Two intellectually challenged adults were in front of Teckla and I when we went to buy tickets for the movie The Greatest Showman. The young man looked like he had Down’s Syndrome. The young woman seemed to have some speech impediments. The lady they had come with was buying tickets and popcorn.

It turned out we were in the same theater. They weren’t noisy, but we could tell they liked the movie. The movie, a musical version of P. T. Barnum and his circus, tells a story of man who made a place for “freaks”. He gave jobs to contortionists, tattooed men, a bearded lady, a little person. In this musical he also gives them dignity and family. Of course, this is probably a more politically correct celebration of diversity and inclusiveness than historically existed in Barnum’s circus, but I loved the movie—especially the big song and dance scenes. All dance scenes need elephants and lions!

But what happened at the end of the movie made me love it even more. As the credits rolled, we could hear the intellectually challenged woman gently sobbing. As we walked by them, we heard the young man saying, “It’s okay. I’m your wingman. I’m your wingman.” It moved me that she was so moved by the movie, and that he was so kind.

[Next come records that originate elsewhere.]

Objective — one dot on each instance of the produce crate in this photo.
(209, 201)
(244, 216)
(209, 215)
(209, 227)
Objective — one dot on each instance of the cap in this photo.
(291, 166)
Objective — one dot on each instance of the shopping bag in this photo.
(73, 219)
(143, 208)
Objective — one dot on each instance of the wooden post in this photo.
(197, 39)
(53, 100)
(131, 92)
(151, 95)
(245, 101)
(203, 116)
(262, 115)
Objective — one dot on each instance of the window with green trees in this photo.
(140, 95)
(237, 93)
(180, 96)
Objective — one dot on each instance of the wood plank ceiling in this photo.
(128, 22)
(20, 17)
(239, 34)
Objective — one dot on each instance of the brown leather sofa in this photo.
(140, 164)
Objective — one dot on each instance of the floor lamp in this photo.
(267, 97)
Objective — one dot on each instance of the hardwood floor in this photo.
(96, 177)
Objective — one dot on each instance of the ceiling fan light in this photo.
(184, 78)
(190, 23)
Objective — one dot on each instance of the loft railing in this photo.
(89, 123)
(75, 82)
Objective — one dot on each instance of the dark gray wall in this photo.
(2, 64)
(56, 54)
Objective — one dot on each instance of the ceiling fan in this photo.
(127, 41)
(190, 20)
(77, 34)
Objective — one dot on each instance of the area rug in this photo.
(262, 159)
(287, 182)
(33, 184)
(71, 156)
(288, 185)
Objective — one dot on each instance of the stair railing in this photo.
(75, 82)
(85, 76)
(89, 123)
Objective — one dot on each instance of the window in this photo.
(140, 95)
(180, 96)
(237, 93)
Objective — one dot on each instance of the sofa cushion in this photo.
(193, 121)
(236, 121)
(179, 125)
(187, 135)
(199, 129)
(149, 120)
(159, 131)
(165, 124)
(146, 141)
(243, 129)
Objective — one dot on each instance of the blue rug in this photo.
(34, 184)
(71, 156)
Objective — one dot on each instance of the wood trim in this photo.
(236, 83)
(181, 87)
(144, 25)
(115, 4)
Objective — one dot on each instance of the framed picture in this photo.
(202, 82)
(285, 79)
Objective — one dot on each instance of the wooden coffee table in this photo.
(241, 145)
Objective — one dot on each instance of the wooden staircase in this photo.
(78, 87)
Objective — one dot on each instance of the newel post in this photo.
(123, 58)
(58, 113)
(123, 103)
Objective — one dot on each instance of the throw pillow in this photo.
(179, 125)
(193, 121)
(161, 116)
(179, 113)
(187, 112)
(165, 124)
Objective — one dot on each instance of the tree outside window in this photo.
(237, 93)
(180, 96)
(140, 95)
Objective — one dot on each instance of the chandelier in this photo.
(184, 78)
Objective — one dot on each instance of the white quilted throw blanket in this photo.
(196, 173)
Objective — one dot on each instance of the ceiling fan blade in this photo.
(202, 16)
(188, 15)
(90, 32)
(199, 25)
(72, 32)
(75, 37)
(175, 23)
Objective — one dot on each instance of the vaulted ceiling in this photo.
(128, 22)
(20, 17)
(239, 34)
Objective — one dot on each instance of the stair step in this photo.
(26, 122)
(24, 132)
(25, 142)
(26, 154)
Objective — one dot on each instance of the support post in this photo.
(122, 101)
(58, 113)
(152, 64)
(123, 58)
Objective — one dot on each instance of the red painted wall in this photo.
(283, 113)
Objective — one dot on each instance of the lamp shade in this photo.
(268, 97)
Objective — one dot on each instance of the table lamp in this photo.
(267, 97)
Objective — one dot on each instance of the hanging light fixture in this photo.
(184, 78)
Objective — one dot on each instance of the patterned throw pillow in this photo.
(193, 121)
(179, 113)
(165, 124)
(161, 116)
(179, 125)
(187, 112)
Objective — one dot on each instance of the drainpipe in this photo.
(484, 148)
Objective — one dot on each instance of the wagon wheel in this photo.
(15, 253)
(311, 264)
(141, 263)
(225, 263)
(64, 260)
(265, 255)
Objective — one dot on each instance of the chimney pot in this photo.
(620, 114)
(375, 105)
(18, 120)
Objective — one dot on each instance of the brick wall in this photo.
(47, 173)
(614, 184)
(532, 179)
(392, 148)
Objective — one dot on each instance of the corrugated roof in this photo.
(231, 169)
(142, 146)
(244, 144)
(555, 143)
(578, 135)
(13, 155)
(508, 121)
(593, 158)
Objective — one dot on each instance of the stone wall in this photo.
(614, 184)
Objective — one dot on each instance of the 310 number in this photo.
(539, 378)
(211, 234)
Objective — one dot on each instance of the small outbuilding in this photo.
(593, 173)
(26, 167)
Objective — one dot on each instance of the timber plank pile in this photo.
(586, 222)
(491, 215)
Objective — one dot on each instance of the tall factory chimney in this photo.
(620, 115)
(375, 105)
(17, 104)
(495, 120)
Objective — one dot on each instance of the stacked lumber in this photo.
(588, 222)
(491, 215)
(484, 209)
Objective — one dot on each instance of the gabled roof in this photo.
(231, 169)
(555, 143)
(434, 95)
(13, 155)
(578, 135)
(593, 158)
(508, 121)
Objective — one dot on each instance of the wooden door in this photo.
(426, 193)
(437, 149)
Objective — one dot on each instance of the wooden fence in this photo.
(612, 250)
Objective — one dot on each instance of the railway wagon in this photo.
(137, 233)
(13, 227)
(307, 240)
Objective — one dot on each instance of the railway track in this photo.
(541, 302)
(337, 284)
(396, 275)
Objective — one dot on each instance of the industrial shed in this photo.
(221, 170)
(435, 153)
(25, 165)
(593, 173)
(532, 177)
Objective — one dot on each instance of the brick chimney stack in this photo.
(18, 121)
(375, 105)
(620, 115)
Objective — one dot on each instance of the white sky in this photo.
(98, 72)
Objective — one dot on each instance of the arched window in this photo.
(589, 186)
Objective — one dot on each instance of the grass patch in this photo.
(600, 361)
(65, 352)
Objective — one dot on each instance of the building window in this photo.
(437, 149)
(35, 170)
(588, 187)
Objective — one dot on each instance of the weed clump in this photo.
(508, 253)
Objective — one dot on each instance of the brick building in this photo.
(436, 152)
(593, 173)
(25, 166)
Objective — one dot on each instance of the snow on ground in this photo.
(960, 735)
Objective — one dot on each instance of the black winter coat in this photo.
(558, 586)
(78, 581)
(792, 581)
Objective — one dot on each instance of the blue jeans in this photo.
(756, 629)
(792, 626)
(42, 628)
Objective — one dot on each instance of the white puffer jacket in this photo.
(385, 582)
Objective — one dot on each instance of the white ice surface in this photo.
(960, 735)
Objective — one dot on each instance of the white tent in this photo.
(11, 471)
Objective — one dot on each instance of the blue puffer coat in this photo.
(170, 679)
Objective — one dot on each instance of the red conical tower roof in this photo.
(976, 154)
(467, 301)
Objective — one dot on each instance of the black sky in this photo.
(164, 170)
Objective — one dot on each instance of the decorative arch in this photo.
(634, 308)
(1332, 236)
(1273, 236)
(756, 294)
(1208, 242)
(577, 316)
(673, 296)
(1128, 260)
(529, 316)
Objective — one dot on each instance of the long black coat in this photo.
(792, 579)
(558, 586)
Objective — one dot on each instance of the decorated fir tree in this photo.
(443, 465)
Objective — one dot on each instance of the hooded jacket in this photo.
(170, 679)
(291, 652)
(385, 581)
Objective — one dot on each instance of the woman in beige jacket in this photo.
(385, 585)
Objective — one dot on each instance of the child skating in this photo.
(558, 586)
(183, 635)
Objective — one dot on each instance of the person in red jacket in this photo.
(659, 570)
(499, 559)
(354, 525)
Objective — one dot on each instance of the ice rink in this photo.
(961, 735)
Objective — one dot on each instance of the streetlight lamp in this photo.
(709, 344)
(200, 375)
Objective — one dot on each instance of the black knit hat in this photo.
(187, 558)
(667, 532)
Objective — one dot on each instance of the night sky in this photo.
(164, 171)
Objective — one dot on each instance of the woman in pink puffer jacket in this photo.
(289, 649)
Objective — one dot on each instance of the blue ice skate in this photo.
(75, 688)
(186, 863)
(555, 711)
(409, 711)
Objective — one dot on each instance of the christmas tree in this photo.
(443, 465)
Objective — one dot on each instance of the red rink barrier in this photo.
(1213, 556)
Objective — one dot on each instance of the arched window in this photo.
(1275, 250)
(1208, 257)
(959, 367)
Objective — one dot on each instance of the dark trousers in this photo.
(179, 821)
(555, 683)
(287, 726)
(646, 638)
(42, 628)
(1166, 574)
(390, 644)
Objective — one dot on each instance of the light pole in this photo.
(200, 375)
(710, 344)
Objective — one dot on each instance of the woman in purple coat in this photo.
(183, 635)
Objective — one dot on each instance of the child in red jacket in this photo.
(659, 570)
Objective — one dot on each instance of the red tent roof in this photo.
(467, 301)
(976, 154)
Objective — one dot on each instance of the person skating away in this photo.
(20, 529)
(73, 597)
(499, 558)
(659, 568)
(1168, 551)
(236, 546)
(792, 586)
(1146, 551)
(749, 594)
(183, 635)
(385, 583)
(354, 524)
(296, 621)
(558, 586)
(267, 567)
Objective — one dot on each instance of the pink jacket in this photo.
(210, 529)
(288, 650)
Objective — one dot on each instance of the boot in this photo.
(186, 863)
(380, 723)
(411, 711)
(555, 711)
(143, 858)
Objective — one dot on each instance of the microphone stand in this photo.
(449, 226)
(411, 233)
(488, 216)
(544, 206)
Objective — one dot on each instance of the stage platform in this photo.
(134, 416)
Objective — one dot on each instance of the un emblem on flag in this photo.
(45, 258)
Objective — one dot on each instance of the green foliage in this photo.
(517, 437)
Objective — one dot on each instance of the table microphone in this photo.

We headed to the restroom. While waiting for me, Teckla heard the young lady saying excitedly, “There is a place for us! There’s a place a for us!” She then walked up to Teckla and said, “March, March, March.” Her escort gathered her in and said, “Yes, the DVD comes out in March. I will get it for you.”

When I came out of the restroom, Teckla was in tears—moved by the woman’s declaration that there was a place for her. I was moved too and amazed at the ability of a story to create a place where we belong—where we have value. I have always believed in the power of stories, but this punched me in the heart. Here story-telling had the power to give a home to the wounded and excluded.

I also could not help thinking of church. I am part of motley crew at my little church—broken, breaking, healed, and healing. But at the end of each service, I hope we can say, “There is a place for us!” We are all God’s circus. We are all Jesus freaks. This is the power of God’s story.